There's still much we have yet to learn about the details of the case, but amid all the theories and conjecture, ABC News has gleaned some impressive nuggets of information over the course of the two-week long investigation. Here are 16 of them.

1. Some parts of the Indian Ocean can reach 25,000 feet deep. That's 20 times the height of the Empire State Building, which measures 1,250 feet tall.

2. Brain death can occur at 45,000 feet in the air. Airplane oxygen masks can only provide about 10 to 15 minutes of air for passengers, which is more than enough time for a pilot to return a plane to lower altitude.

3. Two passengers used stolen passports -- one from Austria and one from Italy -- to board the flight. After the 9/11 terrorist attacks, Interpol introduced a worldwide database of lost or stolen passports, which has details of more than 40 million stolen or lost travel documents (passports, identity documents, visas) from 167 countries. The only countries that regularly check travelers against the database are the United Arab Emirates, the U.S., Britain, France and Switzerland according to Interpol officials.

4. Intense focus has been placed on finding the plane's black boxes, consisting of a cockpit voice recorder and a flight data recorder. Both are bright orange and each about the size of a coffee maker. Searchers only have about 30 days to find the boxes before the box stops pinging, making it much more difficult to locate. Even after the pinging stops, the batteries last for years and the data should be intact.

5. The flight data recorder will detail the last 25 hours of the plane's activity, from engine performance to the position of flight control surfaces, while the cockpit voice recorder tapes the sounds on the flight deck and cycles after two hours.

6. Both cockpit voice and flight data recorders work to an ocean depth of 20,000 feet, with a signal range of about 2 nautical miles, depending on variables like sea conditions. The signals are located using a device operated on the surface of the water or towed to a depth. The deeper the water the more difficult it will be to detect the pings.

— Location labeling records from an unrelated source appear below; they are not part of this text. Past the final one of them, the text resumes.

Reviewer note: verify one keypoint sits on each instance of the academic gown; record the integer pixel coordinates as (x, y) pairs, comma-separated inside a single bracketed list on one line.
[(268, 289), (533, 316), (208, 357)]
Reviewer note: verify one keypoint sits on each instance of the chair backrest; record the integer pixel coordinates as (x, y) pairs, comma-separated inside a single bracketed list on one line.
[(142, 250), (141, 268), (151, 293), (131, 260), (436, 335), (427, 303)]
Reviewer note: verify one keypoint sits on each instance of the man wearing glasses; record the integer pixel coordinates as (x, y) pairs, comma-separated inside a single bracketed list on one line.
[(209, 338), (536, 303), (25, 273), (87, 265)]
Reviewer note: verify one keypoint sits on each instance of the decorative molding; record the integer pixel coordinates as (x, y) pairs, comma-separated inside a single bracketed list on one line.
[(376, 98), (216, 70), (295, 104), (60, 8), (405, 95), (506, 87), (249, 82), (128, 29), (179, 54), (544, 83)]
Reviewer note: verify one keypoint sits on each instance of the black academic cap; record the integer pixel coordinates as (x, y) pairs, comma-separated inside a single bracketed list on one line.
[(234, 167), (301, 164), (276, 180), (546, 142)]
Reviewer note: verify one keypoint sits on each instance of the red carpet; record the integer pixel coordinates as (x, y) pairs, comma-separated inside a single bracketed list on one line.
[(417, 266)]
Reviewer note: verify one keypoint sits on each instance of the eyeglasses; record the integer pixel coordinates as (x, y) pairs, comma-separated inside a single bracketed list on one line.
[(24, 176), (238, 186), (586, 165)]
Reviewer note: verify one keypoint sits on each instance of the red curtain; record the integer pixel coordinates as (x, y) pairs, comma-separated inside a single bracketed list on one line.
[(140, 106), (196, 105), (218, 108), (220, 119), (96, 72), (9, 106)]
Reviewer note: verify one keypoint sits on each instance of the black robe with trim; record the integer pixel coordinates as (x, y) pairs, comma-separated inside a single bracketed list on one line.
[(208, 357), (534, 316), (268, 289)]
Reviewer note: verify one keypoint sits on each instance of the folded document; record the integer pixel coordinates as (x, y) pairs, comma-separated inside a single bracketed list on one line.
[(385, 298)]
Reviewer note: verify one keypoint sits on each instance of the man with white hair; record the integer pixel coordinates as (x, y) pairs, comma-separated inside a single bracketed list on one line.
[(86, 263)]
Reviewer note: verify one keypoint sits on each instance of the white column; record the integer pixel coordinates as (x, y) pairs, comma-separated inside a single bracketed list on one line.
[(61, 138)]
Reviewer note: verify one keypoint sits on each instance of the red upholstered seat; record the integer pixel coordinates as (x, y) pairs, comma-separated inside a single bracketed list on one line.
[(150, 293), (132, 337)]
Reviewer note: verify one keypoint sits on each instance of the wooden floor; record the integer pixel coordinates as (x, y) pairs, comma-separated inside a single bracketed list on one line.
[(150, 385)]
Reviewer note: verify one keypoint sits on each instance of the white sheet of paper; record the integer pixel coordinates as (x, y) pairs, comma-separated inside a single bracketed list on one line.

7. There are approximately 41,821 airports in the world, 13,513 in the United States alone.

8. Kuala Lumpur, Malaysia, is the world's 28th busiest airport with a yearly estimated traffic of more than 37 million travelers. Atlanta, Ga., ranks first, with more than 92 million people passing through and second is Beijing's Peking Airport with more than 78 million.

9. Flying is still one of the safest methods of transportation. On average, travelers would need to take one flight a day for about 10,000 years before they would involved in a fatal crash.

10. The European Transport Safety Council (ETSC) estimates 90 percent of aircraft accidents worldwide are survivable.

11. The best option to maximize your chances of walking away from a plane crash is to sit in the rear end of the plane. One study found those sitting near the plane's tail are 40 percent likelier to survive than those in the first few rows.

12. The search is taking place in an extremely remote part of the Indian Ocean between Australia and the Antarctic known as the "roaring forties" for its sharp westerly winds and rough waters.

13. The ocean surface current in the Indian Ocean close to the equator is around 1 to 2 knots. A drifting object in the water around the equator can shift between 26 to 52 miles a day (728 miles in 14 days). But around 200 miles further from the equator, the current is much weaker at less than 0.5 knots.

14. A Boeing 777-200 is 70 yards long and needs at least 4,000 feet of runway to land safely. But the plane would not be able to take off again on a runway of that length.

15. Many pilots use flight simulators. They can be assembled at home and range from simple software on personal computers that can be purchased off the Internet for $30, to sophisticated full-motion simulators for professional pilots, which cost thousands.

17. A pilot's experience is calculated in flight hours. The Malaysian plane's captain, Zaharie Ahmad Shah, had more than 18,000 flying hours. Most major airlines requires pilots to have at least 2,500 flight hours under their belt, while regional carriers generally require a minimum of 1,500 hours.